RCTs in children/adolescents and adults (or mixed populations) were analyzed separately, since extrapolation between age groups is discouraged [52]. Transitivity was further assessed by comparing the distribution of clinical and methodological variables (i.e., study duration, type of rater, associated conditions at baseline, baseline scores of CGI-Severity (ranging 1–7) [40], ABC-Irritability (ranging 0–45) [34] and mean age). Trials focused on subgroups, i.e., intellectual disability/high-functioning, genetic syndrome or another associated condition, were classified in CINeMA with moderate indirectness [44].

A common heterogeneity variance (τ2) was assumed for all comparisons per network, and heterogeneity was quantified as low, moderate or high by comparing τ2 with its empirical distributions [53, 54]. Incoherence was examined globally with a design-by-treatment interaction test and locally with separating indirect from direct evidence [55].

We aimed to include unpublished trials (e.g., contacting authors, using data reported in trial registries, abstracts and reviews), and eligible studies with no usable data were considered in the assessment of reporting bias [44]. Additionally, small-study effects were examined with comparison-adjusted [56] (assuming the direction of bias towards newer medications) and contour-enhanced funnel plots, when there were more than ten studies per comparison [25].

The robustness of the results was investigated in sensitivity analyses using (a) fixed-effects models, excluding studies with (b) implied randomization, (c) genetic syndrome or (d) associated symptoms as inclusion criteria, (e) using only diagnostic evaluation tools, (f) with non-clinician-ratings, (g) from less developed countries (post hoc) [57], (h) with imputed SDs, (i) overall high risk of bias, (j) unclear risk of bias in random sequence generation or allocation concealment (post hoc), (k) open or single-blind, (l) shorter than four weeks, (m) presenting only completers’ data, (n) using a correlation of 0.25 and 0.75 to calculate the SD of change scores, and (o) using ABC-L/SW or ABC-S (post hoc). In a post hoc sensitivity analysis, relative risks were used for dichotomous outcomes. Baseline severity could not be assessed in a subgroup or sensitivity analysis, due to inconsistent reporting and diversity of scales (Additional file 1: eAppendix-2.2).

Alpha was set at two-sided 0.05, except for heterogeneity, incoherence and funnel plot tests at 0.1 due to their small statistical power.

Results

Description of included studies

Study selection is presented with a PRISMA flow diagram (Additional file 1: eAppendix-4.1), and the list of included/excluded full-texts in Additional file 1: eAppendix-4.2/4.3. From 203 eligible trials, 125 trials in children/adolescents (n = 7450 participants) and 18 in adults (n = 1104) were included in the quantitative analysis.

Study characteristics are presented in Additional file 1: eAppendix-5.1 and the distribution of potential effect-modifiers in Additional file 1: eAppendix-6.1. The majority of trials were double-blind (k = 138 studies), placebo-controlled (k = 137) with a parallel-design (k = 110) and two-arms (k = 125). They were recently published (median publication year of 2015, interquartile range [2008–2019]), had a short duration (12 [8–13] weeks), small sample sizes (40 [23–76]) and few sites (1 [1–3]), which were mainly academic (k = 102 trials had only academic sites).

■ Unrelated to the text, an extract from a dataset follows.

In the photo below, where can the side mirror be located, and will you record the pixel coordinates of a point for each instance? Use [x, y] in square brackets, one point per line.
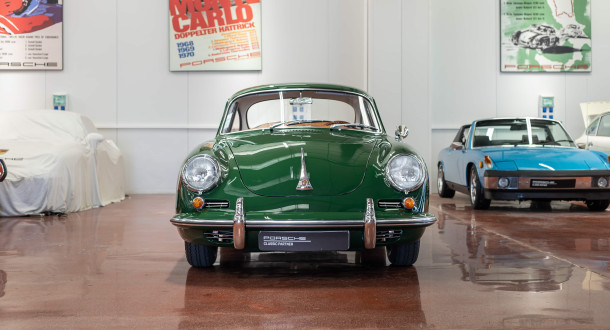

The median age of participants was 8.2 [6.3–9.5] years in children/adolescents and 24.6 [21.9–27.9] years in adults. The overall male-to-female ratio was 5.3 [3.9–8.2]. Standardized diagnostic criteria were used in most of the studies (95%), and seven studies used only diagnostic evaluation tools. Associated symptoms were required as an inclusion criterion in about a third of the studies, mainly irritability and ADHD symptoms (in 30 trials), and a genetic syndrome (neurofibromatosis-type-I) in one trial [58]. At baseline, the sample was moderately to markedly ill with a CGI-S score of 4.8 [4.4–5.1], and ABC-Irritability of 16.9 [13.3–22.3], and about half of the participants had intellectual disability (50% [0–73.5%]). Nevertheless, reporting of participant characteristics was poor in about two thirds of the studies.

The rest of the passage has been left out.